2011-10-24 10:13:02

Kardinal Marx: „Krise ist seit den 80er Jahren absehbar“


RealAudioMP3 Die Schuldenkrise überfordert, und es ist schwierig zu verstehen, was genau vorgeht und wie genau reagiert werden soll. Der Münchner Erzbischof Kardinal Reinhard Marx warnt in diesem Kontext vor allzu schnellen Schlüssen: Man solle nicht nur in der Gegenwart nach Schuldigen und nach Lösungen schauen, zum Verständnis der Krise müsse man genau hinsehen, wie sie eigentlich entstanden sei. Das sagte Marx nach Abschluss der Herbstvollversammlung der bayrischen Bischöfe in Freising.

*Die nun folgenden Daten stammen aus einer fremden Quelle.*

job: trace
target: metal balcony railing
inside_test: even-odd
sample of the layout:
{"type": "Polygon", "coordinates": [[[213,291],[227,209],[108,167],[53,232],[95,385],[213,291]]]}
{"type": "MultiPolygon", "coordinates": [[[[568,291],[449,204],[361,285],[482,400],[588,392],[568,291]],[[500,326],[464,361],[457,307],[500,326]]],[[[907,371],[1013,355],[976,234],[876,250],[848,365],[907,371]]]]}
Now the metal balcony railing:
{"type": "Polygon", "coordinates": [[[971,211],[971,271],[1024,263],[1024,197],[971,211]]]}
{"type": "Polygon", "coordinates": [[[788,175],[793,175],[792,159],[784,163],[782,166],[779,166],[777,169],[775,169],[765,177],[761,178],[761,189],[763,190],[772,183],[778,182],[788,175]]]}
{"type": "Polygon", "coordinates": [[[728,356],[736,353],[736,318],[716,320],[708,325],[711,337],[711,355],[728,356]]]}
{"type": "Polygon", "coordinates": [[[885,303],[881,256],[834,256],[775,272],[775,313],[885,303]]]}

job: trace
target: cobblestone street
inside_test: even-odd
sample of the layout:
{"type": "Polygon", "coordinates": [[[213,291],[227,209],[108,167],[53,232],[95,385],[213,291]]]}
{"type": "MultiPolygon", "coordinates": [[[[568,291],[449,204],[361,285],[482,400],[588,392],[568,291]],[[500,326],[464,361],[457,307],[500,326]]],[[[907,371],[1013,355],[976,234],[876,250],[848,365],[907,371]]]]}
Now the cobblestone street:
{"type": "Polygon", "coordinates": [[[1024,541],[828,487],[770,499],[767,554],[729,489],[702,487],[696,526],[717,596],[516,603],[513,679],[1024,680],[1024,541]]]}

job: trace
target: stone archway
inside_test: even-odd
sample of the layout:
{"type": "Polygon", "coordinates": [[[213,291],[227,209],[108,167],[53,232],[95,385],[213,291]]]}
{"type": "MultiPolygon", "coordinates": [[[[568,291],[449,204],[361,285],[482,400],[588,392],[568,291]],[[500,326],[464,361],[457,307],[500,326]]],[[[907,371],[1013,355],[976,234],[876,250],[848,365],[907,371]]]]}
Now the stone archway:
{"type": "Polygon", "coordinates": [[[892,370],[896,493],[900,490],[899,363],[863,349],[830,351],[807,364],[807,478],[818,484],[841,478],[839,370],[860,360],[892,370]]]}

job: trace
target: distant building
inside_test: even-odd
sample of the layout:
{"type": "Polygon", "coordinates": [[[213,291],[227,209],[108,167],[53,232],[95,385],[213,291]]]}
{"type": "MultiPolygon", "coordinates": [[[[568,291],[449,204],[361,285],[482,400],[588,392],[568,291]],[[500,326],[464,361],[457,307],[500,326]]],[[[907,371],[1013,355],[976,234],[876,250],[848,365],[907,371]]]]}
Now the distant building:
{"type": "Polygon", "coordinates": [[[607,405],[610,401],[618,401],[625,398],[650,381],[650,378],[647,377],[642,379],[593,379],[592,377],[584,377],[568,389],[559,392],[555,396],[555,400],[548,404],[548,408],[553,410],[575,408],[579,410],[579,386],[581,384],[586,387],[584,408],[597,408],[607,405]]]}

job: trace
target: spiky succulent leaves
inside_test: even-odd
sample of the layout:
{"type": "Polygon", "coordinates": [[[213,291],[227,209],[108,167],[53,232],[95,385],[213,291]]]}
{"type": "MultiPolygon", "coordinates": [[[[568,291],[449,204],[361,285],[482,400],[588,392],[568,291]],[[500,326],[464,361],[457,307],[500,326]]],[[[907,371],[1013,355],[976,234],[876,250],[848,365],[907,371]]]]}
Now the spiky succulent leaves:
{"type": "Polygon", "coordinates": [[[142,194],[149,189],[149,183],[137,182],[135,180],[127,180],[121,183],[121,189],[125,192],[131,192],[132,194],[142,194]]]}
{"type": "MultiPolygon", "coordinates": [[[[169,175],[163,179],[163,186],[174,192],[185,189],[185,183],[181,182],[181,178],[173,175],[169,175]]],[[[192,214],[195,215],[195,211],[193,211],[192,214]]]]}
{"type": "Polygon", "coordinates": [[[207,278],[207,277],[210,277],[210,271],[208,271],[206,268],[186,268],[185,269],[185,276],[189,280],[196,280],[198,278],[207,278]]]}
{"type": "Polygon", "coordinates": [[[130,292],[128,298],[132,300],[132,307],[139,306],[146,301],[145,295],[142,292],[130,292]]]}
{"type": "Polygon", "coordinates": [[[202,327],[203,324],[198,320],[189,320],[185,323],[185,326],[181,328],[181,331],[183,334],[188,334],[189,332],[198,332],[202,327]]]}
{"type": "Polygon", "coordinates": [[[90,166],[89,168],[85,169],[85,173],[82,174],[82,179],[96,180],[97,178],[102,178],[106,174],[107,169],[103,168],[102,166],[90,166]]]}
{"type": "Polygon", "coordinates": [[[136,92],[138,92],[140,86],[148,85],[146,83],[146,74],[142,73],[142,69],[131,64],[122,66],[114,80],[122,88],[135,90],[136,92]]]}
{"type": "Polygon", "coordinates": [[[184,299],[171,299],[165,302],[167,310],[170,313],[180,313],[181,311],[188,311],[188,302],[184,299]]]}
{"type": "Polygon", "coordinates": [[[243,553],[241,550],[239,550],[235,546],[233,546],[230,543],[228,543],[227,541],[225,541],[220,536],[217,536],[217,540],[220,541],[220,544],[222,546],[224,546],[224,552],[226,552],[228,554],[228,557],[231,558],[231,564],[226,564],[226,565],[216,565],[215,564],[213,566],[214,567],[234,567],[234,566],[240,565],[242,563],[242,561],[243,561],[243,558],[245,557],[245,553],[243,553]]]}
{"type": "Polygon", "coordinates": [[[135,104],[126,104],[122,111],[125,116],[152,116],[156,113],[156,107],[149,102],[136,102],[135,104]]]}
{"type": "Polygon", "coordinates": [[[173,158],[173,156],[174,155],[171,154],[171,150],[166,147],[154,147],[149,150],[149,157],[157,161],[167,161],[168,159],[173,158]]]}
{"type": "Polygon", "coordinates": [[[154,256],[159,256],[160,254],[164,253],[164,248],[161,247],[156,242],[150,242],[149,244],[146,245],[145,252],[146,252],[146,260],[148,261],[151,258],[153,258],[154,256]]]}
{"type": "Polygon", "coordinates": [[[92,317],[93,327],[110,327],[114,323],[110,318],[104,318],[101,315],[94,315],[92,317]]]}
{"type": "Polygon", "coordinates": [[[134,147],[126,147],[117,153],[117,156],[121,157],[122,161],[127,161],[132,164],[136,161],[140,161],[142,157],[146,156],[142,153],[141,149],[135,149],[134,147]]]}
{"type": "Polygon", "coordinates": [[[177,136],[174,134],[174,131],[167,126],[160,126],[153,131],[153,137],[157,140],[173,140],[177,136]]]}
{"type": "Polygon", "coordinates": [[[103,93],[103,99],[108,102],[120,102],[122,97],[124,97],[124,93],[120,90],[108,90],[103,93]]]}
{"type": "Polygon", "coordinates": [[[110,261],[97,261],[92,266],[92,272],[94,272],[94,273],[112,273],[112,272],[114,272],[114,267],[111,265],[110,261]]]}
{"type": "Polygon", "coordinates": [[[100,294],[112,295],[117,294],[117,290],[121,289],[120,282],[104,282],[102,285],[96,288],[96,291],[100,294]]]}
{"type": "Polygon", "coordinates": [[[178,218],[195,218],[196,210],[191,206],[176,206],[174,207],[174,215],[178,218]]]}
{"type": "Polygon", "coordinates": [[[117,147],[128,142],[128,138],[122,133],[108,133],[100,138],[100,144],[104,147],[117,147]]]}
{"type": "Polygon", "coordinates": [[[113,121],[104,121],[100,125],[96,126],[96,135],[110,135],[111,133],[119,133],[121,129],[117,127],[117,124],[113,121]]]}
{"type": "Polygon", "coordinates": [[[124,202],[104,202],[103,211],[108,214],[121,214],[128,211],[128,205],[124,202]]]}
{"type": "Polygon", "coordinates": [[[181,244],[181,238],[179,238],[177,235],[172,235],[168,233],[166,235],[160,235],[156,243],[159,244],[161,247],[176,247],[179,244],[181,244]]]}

„Was seit den 90er Jahren erfolgt ist – und das habe ich schon häufiger gesagt – ist, dass wir eine Entwicklung hin zu einem radikaleren Kapitalismus haben: Die Orientierung an Kapitalrenditen und die Deregulierung in einer falschen Weise. Die Auswirkungen waren die Finanzkrise, die wir hatten.
Es gibt aber auch politische Ursachen, es ist also ein Gemisch, so einfach sind die Dinge nicht. Ich kann nur davor warnen, jetzt in Schwarzweiß-Denken zu verfallen und zu sagen ‚Die Banken’ und ‚Die Politiker’ trügen Schuld. Es war insgesamt seit den 90er Jahren eine Wende hin zu – wie wir es nennen – neoliberalem Denken und einer stärkeren Orientierung an den Kapitalmärkten. Und ich halte das für einen Irrweg.“

Hinweise auf eine langfristige Entwicklung der Finanzkrise gebe die aktuelle Verschuldungskrise:

„Die Verschuldungsfrage ist eine ganz lange Geschichte. Die verschärft sich natürlich durch die Finanzkrise. Das Thema aber ist seit den 70er Jahren bekannt. Ich erinnere nur an das Hirtenwort der deutschen Bischöfe von 1980, in dem gegen die Verschuldung aus sozialethischen Gründen Stellung bezogen wurde. Es gab damals eine heftige Kritik der damaligen Regierung an diesem Hirtenwort, das noch von Kardinal Höffner inspiriert war: Man dürfe die künftigen Generationen nicht durch hohe Verschuldung belasten. Das war 1980. Es ist kein neues Thema.“

Man müsse das Problem also in großem Rahmen analysieren, so Kardinal Marx. Und ebenso weit müssten mögliche Lösungsansätze gehen, so der Münchner Erzbischof weiter:

„Es braucht eine Umorientierung auch in den Rahmenbedingungen der Wirtschaft und der Finanzmärkte. Das sagen wir seit vielen Jahren. Inklusive einer Finanztransaktionssteuer, was auch schon seit vielen Jahren diskutiert wird. Das ist aber nur ein Element des Ganzen. Ein weiteres ist die Trennung von Investmentbanking und anderen Geschäftsbanken. Auch das sind Dinge, die schon länger diskutiert werden, und zwar nicht von linker Seite, sondern von den Banken selbst.“

(Münchner Kirchenradio 24.10.2011 ord)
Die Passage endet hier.